Microsoft is updating the Bing Maps web part in SharePoint to use Azure Maps as its data provider. This change modernizes the mapping experience, improves reliability, removes some capabilities, and aligns the web part with Microsoft 365’s long-term mapping platform strategy.
- The update affects all organizations using SharePoint Online modern pages with the Bing Maps web part.
- Several Bing Maps capabilities will be removed, including Business Entity search, Bird’s Eye and Street View map modes, and autosuggestions for Chinese, Japanese, and Korean.
- The Bing Maps web part is fully retired in China, with no replacement, as Azure Maps services are unavailable in this region.
Timeline
The rollout is scheduled between March and April 2026.
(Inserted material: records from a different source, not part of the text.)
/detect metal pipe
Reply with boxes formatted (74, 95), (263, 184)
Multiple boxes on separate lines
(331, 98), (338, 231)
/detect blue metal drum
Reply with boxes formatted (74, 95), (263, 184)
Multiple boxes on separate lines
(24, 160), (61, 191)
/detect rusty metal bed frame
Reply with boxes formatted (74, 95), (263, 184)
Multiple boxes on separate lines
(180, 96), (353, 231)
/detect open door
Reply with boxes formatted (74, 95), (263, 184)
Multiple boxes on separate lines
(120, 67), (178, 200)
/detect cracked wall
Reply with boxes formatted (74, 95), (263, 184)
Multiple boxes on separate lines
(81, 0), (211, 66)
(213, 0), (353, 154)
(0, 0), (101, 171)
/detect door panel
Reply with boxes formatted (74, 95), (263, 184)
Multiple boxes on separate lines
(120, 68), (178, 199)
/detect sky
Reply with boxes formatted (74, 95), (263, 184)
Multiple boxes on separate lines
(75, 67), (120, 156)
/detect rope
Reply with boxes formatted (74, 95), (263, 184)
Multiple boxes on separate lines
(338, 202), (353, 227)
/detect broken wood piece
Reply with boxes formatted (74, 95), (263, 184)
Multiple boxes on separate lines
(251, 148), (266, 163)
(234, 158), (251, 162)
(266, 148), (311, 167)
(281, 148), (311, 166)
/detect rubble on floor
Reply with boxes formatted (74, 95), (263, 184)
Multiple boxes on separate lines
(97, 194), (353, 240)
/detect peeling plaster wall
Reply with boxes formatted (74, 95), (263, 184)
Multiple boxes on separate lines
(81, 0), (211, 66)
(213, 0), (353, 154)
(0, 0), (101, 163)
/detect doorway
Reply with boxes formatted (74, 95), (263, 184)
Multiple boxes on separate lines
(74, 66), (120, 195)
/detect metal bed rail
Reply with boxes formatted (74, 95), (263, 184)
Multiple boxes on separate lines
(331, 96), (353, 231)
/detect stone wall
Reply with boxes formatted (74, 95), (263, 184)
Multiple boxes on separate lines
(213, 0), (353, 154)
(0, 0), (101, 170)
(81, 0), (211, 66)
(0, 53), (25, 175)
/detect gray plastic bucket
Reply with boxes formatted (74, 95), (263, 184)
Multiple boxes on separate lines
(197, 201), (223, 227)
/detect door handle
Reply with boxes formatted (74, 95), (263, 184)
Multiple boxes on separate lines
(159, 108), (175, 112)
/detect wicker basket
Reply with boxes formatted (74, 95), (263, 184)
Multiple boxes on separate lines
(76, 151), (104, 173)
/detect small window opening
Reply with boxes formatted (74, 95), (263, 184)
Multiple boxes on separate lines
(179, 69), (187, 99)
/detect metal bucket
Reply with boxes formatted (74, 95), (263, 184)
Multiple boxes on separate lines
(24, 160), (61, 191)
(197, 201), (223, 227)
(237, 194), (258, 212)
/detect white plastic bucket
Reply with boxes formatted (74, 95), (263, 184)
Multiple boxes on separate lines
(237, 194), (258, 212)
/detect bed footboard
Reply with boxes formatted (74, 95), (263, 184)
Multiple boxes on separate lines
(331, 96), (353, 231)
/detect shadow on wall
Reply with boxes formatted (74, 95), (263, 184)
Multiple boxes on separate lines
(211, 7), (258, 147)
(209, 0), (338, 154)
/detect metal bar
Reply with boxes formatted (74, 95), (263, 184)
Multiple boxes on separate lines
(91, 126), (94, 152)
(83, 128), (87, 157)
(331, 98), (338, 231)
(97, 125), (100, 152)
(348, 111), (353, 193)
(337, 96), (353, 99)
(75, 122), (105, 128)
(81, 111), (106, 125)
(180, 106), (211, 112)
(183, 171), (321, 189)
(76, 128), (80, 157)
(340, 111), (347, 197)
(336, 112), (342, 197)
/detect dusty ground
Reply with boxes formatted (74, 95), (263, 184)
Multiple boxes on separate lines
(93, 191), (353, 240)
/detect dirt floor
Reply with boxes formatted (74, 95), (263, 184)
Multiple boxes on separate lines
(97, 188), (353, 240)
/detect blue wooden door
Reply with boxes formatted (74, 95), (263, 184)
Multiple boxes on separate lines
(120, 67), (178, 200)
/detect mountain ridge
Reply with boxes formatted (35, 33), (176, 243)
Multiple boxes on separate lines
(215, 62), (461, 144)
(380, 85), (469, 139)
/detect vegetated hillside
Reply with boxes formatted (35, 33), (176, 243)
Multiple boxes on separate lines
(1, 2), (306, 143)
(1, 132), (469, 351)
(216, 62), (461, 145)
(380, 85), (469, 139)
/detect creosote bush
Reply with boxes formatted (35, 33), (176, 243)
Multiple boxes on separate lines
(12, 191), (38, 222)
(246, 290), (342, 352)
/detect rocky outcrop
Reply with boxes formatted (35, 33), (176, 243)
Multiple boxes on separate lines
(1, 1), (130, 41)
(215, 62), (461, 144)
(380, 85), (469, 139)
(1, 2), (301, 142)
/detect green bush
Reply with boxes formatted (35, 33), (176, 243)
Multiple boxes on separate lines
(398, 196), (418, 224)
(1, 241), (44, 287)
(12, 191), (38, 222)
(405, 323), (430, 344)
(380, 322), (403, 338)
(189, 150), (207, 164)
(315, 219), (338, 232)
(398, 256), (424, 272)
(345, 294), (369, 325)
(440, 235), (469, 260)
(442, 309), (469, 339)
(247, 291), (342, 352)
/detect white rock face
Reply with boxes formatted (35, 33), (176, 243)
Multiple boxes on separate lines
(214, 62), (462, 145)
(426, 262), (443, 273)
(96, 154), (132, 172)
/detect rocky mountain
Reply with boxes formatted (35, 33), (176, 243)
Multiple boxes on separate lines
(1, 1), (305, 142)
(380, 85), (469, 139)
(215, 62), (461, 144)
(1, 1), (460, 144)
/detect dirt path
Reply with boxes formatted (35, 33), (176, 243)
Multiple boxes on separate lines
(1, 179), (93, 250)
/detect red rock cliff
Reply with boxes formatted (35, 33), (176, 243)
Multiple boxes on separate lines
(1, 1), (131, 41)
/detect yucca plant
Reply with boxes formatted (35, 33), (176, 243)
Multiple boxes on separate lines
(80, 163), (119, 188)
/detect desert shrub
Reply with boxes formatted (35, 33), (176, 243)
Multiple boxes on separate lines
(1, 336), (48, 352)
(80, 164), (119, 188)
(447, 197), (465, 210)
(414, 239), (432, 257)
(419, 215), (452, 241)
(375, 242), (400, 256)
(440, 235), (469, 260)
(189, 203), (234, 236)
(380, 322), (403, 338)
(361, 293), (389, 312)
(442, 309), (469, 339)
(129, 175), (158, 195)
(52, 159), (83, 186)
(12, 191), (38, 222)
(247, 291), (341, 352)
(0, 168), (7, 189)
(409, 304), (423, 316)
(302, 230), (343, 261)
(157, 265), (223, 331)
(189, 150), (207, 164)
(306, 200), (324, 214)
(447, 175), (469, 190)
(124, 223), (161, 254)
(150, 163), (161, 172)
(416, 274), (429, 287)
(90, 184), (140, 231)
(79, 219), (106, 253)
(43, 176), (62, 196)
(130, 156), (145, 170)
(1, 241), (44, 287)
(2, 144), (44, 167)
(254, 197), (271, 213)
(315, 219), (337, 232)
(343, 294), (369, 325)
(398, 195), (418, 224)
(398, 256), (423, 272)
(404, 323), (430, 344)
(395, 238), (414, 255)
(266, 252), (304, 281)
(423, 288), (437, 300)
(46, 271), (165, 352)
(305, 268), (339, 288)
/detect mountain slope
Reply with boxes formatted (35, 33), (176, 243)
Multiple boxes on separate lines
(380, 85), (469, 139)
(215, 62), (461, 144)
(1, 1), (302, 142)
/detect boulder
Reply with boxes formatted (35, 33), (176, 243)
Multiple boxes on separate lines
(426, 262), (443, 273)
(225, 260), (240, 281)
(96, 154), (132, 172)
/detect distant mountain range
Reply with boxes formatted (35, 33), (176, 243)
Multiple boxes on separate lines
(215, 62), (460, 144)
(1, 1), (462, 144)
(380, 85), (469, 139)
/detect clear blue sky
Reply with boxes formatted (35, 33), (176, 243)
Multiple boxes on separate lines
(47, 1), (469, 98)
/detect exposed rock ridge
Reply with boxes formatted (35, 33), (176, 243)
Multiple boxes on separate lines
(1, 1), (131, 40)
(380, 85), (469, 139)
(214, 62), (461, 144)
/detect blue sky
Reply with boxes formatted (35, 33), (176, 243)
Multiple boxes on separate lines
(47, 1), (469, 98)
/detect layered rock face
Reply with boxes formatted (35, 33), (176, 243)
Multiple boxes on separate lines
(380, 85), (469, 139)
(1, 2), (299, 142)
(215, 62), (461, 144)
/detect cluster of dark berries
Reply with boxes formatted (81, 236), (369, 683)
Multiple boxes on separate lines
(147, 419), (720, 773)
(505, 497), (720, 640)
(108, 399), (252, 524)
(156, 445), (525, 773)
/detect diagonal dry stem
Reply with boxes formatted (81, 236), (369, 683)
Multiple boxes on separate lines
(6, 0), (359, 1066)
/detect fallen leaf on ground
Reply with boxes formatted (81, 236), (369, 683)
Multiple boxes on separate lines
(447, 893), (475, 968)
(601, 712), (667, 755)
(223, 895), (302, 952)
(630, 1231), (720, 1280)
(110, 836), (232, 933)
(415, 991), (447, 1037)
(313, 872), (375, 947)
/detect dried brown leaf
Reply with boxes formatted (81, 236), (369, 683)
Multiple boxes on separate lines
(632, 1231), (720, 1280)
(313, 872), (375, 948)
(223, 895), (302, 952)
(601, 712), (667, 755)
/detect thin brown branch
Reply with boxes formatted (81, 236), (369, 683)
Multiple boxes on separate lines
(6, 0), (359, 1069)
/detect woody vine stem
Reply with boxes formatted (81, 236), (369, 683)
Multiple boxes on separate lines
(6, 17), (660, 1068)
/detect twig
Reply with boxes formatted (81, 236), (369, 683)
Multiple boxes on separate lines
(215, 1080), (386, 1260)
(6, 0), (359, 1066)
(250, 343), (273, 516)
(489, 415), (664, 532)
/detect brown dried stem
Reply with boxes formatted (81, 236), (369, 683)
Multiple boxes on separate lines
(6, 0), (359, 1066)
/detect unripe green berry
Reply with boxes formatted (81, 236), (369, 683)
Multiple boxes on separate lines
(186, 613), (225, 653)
How does this affect your SharePoint users?
Users can currently add the Bing Maps web part to SharePoint pages.

The web part will be renamed to Maps and will use Azure Maps as the backend service. Users can continue searching for places and addresses to focus the map. Organizations should add the domain atlas.microsoft.com to their network allowlist.
Microsoft is removing several options from the updated (Azure) Maps web part.
The Business Entity search (POI or organization name lookup) will be discontinued, as the underlying service retires in June 2026. The Bird’s Eye and Street View modes will also be removed, with the web part falling back to Road view.

For users using Chinese, Japanese, or Korean, autosuggestions will no longer be available.
Microsoft recommends building a custom SPFx component if any removed capabilities remain a business requirement.
This update also affects the Content Security Policy (CSP) change planned for March 2026.
If you run CSP violation checks today, you likely see several Bing Maps-related URLs. These URLs may change or disappear entirely after the Azure Maps transition.